If I use the equation Q=CV I can find the charge

Not really. MOSFET capacitance varies with Vgs and Vds. Also, a large part of the gate charge is due to miller effect through Cgd:

enter image description here

First the FET is OFF, and Vds is usually equal to the supply voltage Vcc. Then, gate voltage rises as current charges Cgs. Once threshold voltage is reached, the FET begins to conduct, and Vds goes down. This causes the voltage across Cgd to vary, and a capacitor with varying voltage across it implies a current. Thus the driver has to inject all the charge required to bring the voltage across Cgd to its final value. Once the FET is fully ON, Vds is quite small, and then gate current is once again used to ramp up Vgs and reduce RdsON.

During switching, Cgd varies a lot depending on Vds, so you cannot use Q=CV which implies a constant capacitor. You must use datasheet values instead, or simulation with accurate models.

Total gate charge will depend on final Vgs, but also on initial Vds (=supply voltage). Your calculation ignores Cgd, so you are under estimating Qg.

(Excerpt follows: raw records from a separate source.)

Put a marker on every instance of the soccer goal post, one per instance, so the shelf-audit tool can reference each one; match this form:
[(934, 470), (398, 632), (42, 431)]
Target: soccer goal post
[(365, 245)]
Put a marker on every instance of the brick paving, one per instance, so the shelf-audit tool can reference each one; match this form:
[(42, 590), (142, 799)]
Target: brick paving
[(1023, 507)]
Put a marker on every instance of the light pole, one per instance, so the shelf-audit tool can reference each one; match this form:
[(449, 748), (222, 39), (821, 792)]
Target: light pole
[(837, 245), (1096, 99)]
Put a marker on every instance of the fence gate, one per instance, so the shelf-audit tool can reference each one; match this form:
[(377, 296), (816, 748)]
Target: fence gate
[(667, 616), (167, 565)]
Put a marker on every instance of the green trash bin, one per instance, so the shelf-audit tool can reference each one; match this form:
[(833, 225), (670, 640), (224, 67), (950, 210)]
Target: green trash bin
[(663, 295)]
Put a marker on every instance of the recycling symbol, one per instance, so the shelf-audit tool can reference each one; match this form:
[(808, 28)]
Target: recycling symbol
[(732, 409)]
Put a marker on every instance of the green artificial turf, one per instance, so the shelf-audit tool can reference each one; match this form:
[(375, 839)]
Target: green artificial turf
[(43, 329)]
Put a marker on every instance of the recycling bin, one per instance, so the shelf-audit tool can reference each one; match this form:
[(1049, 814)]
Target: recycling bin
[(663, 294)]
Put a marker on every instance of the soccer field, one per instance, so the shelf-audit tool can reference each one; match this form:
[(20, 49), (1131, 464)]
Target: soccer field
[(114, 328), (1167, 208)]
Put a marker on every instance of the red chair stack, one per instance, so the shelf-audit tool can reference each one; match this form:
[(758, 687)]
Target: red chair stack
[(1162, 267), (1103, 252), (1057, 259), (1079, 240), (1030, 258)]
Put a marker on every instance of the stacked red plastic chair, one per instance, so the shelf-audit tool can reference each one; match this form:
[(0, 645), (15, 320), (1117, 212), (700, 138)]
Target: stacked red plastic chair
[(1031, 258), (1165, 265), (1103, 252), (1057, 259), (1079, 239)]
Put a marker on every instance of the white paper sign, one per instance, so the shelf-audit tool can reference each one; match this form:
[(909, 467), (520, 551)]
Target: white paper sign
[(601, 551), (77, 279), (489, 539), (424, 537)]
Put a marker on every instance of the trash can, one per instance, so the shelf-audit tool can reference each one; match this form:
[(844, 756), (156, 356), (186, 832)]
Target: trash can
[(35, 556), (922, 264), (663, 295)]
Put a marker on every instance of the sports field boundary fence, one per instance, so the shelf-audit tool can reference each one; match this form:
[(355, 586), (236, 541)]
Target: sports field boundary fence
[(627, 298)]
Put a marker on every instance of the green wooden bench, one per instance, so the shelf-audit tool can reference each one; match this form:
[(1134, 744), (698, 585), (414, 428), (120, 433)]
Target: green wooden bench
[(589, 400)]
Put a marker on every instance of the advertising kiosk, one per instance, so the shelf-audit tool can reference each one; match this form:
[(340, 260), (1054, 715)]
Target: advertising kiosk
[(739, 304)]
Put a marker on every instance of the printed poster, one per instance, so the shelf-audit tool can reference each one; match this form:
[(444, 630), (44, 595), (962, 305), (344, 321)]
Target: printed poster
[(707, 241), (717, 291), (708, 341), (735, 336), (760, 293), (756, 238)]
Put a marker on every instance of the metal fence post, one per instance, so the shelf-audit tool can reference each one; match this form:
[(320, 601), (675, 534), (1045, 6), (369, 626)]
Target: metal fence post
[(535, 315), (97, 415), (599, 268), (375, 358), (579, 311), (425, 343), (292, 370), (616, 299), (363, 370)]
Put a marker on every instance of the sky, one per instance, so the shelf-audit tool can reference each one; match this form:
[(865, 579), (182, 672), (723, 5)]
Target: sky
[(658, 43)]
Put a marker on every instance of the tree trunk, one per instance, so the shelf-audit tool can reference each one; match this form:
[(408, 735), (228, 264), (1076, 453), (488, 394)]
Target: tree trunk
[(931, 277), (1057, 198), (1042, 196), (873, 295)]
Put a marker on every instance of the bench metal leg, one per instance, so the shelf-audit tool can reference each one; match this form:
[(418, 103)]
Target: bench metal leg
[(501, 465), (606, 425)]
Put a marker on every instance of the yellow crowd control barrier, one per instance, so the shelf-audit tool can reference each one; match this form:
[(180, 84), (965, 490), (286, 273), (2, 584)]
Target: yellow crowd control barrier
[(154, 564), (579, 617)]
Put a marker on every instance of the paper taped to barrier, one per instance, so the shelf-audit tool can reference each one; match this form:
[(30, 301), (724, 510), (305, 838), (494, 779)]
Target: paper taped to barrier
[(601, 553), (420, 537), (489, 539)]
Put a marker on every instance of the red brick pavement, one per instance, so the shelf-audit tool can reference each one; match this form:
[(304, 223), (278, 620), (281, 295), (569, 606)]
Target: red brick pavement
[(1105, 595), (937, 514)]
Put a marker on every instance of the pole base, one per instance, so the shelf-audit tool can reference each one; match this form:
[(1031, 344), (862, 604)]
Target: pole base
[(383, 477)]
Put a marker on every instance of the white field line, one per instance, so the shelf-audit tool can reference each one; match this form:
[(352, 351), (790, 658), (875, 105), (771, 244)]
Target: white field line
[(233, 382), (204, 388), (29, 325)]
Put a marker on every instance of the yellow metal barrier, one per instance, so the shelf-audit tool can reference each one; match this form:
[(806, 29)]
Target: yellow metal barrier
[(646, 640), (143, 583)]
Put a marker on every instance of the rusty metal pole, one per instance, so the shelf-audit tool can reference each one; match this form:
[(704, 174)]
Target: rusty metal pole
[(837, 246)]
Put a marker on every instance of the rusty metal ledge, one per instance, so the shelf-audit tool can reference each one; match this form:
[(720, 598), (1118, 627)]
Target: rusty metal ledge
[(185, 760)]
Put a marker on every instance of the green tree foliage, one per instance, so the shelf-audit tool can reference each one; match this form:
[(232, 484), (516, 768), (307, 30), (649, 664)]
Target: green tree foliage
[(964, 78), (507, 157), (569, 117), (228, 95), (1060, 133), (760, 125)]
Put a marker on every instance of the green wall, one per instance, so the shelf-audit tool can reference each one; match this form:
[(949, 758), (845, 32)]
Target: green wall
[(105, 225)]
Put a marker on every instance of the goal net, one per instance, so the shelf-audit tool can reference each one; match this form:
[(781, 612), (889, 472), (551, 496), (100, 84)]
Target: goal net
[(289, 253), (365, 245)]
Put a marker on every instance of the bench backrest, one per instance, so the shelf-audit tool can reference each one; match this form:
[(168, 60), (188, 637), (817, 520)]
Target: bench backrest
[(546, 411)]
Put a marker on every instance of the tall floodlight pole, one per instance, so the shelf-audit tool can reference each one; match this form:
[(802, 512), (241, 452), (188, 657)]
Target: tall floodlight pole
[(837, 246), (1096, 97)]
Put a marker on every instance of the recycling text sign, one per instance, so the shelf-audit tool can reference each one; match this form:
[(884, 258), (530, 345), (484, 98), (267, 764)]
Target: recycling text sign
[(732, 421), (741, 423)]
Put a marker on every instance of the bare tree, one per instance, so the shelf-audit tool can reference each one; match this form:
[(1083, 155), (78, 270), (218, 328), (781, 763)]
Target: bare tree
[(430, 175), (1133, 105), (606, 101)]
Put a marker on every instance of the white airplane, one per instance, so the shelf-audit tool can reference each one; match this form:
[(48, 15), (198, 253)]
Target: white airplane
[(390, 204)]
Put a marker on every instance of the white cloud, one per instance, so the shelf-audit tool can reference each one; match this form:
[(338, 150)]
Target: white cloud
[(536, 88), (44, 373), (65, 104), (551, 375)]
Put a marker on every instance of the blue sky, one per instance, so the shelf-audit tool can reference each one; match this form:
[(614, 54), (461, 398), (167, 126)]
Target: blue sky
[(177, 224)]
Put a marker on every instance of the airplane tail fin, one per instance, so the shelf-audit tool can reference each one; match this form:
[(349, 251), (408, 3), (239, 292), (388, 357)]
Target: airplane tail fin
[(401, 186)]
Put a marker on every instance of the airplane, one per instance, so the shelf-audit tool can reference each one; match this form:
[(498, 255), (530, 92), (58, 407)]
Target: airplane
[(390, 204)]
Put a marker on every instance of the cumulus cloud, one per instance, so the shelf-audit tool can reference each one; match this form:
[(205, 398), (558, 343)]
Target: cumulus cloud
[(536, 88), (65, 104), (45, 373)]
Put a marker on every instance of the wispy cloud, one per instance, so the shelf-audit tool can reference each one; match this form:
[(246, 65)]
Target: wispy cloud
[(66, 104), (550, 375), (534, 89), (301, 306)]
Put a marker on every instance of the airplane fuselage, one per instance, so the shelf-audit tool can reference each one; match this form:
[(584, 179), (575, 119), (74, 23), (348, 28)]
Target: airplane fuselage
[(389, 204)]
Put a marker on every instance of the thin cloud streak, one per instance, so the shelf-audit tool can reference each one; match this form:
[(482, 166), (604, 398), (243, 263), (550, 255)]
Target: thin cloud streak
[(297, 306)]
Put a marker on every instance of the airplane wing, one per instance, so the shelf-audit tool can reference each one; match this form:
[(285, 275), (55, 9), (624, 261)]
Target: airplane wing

Now your original question about the gate resistor value. It's a bit complicated. Higher resistor value will slow down turn-on but calculating how much time it will take to charge the gate up to Qg is always a big approximation as the MOSFET gate is not a constant value capacitor, and the MOSFET driver usually outputs a voltage, so using a fixed value resistor will result in high current during the beginning of turn-on, but as gate voltage increases then current will get lower... like in a RC circuit.

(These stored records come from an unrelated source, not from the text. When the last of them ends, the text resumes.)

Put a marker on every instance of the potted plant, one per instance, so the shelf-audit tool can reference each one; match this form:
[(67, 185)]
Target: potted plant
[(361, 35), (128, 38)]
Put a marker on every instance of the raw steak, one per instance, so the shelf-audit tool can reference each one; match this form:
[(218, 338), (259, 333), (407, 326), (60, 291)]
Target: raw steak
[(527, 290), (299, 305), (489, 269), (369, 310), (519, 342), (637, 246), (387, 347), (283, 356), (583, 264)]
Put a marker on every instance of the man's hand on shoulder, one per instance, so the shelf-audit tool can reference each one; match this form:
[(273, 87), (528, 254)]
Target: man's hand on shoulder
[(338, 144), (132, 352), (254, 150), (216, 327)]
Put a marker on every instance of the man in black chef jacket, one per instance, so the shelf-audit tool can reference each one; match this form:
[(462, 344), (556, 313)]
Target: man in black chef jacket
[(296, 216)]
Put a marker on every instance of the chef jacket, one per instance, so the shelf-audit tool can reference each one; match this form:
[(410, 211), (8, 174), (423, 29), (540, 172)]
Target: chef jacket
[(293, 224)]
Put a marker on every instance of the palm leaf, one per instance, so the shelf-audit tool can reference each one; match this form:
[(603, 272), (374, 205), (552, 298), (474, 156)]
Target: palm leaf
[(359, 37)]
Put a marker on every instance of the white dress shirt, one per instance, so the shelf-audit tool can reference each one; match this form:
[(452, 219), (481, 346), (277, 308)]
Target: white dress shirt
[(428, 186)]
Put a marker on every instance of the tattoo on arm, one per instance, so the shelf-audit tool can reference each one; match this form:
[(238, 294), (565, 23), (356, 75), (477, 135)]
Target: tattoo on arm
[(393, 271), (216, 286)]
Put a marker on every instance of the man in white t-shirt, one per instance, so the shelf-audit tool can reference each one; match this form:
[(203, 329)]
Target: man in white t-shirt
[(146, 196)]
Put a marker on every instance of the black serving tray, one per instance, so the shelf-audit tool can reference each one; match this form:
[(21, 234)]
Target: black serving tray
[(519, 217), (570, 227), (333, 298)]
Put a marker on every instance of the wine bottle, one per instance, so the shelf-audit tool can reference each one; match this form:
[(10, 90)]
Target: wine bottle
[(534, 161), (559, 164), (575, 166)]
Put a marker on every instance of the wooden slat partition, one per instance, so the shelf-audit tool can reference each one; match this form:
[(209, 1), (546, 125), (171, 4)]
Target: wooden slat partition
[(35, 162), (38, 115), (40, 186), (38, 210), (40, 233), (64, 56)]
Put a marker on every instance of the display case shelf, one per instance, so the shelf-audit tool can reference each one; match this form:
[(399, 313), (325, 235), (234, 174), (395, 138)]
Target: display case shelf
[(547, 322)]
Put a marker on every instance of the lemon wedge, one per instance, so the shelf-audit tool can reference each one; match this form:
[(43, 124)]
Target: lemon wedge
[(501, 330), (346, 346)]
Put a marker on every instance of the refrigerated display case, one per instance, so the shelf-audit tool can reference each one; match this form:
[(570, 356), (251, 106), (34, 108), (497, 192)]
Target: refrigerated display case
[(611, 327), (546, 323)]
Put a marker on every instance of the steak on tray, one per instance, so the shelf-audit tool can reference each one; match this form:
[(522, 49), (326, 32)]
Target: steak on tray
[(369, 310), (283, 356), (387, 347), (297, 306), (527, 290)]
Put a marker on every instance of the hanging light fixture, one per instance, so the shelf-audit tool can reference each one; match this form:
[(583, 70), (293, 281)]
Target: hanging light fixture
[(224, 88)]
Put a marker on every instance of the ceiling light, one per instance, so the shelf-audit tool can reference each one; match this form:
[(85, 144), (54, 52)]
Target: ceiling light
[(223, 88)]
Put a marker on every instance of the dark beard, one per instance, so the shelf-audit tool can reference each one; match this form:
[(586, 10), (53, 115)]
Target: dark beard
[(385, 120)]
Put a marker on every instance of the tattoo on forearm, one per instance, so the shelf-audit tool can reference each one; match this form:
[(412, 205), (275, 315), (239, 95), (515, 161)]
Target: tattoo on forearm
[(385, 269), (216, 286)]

The purpose of the gate resistor is to prevent MOSFET oscillation, slow down switching if you want to avoid EMI problems, stuff like that. If you use a low frequency then slowing down the switching is an excellent way to reduce EMI. Some circuits use different resistors for turn-on and turn-off, with diodes or a dual-output driver ; this is a way to adjust switching times to avoid cross-conduction when using two FETs in synchronous mode.

So the value of the resistor depends on what its intended use is... which you don't tell.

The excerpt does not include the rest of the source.